Im sonnigen Juni war die Situation besonders extrem, an einzelnen Tagen wurden Steinkohleanlagen zu Statisten degradiert. Am 23. Juni beispielsweise lag der Anteil von Steinkohle am Energiemix bei gerade noch zwei Prozent.

Bei Spitzenlaststrom, den die Betreiber anbieten, um die Spitzen in der Nachfrage wie beispielsweise in den Mittagsstunden abzufangen, lag die Bruttomarge für Gaskraftwerke den EID-Daten zufolge zuletzt sogar bei üppigen 7,70 Euro. Steinkohleanlagen können mit 2,66 Euro zwar auch rentabel arbeiten – aber eben deutlich weniger Rendite einstreichen als Gasanlagen. Endlich setzten die hohen CO2 Preise „effektive Preissignale“ zur Reduzierung der CO2 Emissionen, sagt Statkraft-Sprecherin Joeken. Endlich werde deutlich, dass der europäische Emmissionshandel als „Schlüsselinstrument für den Klimaschutz“ funktioniere.
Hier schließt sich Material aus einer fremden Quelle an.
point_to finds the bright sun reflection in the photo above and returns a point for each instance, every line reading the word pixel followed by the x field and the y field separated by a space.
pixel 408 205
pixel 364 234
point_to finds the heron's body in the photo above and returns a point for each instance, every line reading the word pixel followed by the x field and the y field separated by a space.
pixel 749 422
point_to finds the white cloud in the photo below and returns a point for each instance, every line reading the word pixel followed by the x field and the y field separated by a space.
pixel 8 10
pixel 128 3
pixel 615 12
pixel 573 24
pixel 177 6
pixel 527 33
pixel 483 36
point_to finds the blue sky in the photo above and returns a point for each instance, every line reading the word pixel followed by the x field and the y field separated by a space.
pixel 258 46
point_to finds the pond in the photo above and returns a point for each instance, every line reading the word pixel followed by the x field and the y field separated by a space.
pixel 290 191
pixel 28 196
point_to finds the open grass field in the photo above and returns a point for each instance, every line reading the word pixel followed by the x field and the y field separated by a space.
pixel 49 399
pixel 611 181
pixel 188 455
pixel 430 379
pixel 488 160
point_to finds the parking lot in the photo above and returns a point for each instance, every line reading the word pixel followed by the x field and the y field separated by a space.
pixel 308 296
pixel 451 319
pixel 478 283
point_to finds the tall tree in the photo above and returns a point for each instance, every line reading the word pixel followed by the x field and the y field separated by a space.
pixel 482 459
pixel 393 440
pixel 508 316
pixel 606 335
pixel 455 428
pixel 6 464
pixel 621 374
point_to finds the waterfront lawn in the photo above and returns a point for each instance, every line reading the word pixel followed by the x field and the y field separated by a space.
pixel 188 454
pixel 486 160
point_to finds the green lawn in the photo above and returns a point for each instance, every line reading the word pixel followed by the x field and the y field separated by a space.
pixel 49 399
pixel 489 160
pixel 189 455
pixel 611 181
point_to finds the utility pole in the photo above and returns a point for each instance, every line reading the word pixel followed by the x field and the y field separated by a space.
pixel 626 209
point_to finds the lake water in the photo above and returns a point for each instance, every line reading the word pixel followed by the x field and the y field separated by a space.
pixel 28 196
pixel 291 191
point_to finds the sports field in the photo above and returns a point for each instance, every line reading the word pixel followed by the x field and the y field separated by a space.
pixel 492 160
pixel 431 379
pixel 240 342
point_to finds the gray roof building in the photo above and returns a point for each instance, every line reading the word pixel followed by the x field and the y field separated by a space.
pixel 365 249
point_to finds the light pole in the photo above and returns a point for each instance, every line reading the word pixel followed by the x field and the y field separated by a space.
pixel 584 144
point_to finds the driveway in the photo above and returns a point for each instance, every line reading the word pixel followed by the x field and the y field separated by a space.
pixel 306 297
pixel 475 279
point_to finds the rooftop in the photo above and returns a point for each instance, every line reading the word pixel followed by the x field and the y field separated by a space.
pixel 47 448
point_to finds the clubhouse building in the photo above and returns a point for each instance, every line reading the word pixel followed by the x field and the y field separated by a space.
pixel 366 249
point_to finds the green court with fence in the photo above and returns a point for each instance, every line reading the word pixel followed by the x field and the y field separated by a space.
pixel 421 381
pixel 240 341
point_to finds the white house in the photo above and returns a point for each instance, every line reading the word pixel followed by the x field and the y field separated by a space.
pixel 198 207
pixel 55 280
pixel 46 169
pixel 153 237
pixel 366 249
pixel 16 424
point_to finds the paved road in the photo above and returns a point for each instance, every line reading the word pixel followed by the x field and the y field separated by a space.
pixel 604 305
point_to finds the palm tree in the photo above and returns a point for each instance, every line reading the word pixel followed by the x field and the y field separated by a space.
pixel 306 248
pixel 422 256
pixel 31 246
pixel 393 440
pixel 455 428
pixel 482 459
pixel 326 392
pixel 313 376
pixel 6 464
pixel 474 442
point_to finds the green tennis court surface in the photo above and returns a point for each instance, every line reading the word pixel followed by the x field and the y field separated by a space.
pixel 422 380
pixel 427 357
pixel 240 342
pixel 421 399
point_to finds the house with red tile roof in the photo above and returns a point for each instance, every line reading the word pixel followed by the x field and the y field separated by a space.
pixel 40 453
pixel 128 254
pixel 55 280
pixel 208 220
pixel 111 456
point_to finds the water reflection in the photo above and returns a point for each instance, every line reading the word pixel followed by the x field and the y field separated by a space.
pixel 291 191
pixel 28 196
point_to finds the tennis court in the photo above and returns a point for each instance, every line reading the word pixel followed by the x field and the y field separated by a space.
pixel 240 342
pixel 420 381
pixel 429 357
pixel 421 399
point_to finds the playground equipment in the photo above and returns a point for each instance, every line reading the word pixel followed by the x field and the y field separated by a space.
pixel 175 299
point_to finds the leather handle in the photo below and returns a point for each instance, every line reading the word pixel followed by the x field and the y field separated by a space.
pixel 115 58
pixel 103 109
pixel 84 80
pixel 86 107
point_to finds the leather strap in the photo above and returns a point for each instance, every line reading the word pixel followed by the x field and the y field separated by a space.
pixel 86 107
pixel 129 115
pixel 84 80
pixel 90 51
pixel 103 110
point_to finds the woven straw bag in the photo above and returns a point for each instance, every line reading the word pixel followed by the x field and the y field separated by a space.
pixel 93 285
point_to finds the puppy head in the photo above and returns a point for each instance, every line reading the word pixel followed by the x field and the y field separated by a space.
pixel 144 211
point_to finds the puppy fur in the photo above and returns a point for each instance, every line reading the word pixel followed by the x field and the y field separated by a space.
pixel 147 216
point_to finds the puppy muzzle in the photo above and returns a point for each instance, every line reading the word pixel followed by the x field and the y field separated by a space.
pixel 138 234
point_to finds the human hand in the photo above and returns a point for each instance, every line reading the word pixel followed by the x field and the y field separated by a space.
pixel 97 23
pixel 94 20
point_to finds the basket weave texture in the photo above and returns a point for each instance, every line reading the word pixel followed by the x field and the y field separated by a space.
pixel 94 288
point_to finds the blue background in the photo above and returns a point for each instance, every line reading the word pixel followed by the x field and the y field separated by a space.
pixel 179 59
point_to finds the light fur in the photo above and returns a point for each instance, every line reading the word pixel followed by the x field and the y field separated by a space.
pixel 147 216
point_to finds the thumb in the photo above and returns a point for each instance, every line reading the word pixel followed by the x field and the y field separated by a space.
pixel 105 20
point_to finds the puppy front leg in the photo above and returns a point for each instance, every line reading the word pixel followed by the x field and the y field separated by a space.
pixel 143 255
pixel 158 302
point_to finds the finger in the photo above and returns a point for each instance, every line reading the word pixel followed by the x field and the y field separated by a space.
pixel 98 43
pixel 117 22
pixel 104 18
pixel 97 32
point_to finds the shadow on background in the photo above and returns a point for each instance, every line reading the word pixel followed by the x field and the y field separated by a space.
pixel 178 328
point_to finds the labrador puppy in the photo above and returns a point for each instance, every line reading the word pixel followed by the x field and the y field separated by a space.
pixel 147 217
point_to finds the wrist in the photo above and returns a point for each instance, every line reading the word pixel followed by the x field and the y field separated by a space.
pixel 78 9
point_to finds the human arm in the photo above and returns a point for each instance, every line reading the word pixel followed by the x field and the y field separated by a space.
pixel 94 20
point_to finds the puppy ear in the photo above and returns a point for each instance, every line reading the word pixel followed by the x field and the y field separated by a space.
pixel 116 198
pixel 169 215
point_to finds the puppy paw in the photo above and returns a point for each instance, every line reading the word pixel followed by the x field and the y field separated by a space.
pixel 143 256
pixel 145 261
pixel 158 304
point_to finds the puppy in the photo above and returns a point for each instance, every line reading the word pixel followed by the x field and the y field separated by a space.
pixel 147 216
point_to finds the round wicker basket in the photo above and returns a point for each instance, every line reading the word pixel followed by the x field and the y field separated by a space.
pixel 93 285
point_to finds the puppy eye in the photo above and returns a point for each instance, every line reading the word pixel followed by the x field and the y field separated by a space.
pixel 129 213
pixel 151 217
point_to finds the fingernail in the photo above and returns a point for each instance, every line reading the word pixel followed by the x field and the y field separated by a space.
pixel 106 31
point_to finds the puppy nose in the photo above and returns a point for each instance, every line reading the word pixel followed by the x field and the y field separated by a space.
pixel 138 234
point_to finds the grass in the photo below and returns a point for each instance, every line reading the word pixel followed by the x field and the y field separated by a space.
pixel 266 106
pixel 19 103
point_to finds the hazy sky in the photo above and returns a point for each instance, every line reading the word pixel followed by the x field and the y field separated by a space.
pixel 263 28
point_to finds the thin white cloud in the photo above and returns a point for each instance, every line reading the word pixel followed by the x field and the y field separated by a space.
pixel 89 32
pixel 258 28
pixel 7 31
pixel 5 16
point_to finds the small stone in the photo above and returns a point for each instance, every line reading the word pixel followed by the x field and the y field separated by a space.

Wie dramatisch sich der Markt gedreht hat, verdeutlicht ein Blick auf die langfristige Entwicklung der Spreads. Die Bruttomargen der Gaskraftwerke für Monatskontrakte in der Grundlast waren bis zum Frühjahr – mit wenigen Ausnahmen – mehr als fünf Jahre lang negativ. Bei Kohlekraftwerken war es genau anders herum. „Natürlich sind Kohlekraftwerke auch noch am Netz“, sagt Uniper-Experte Higgen. „Sie werden aber derzeit nicht permanent ausgelastet.“ Am Wochenende beispielsweise werden sie runtergefahren und in Zeiten von starkem Wind gar nicht erst hochgefahren.

Aber wie nachhaltig ist die Entwicklung? Higgen glaubt, dass die Kohlekraftwerke spätestens im Winter, wenn das Gas aus den Speichern genommen wird und die Heizperiode beginnt, gegenüber Gaskraftwerken wieder aufholen könne: „Trotzdem dürften Gaskraftwerke dann noch wettbewerbsfähig bleiben“, glaubt er.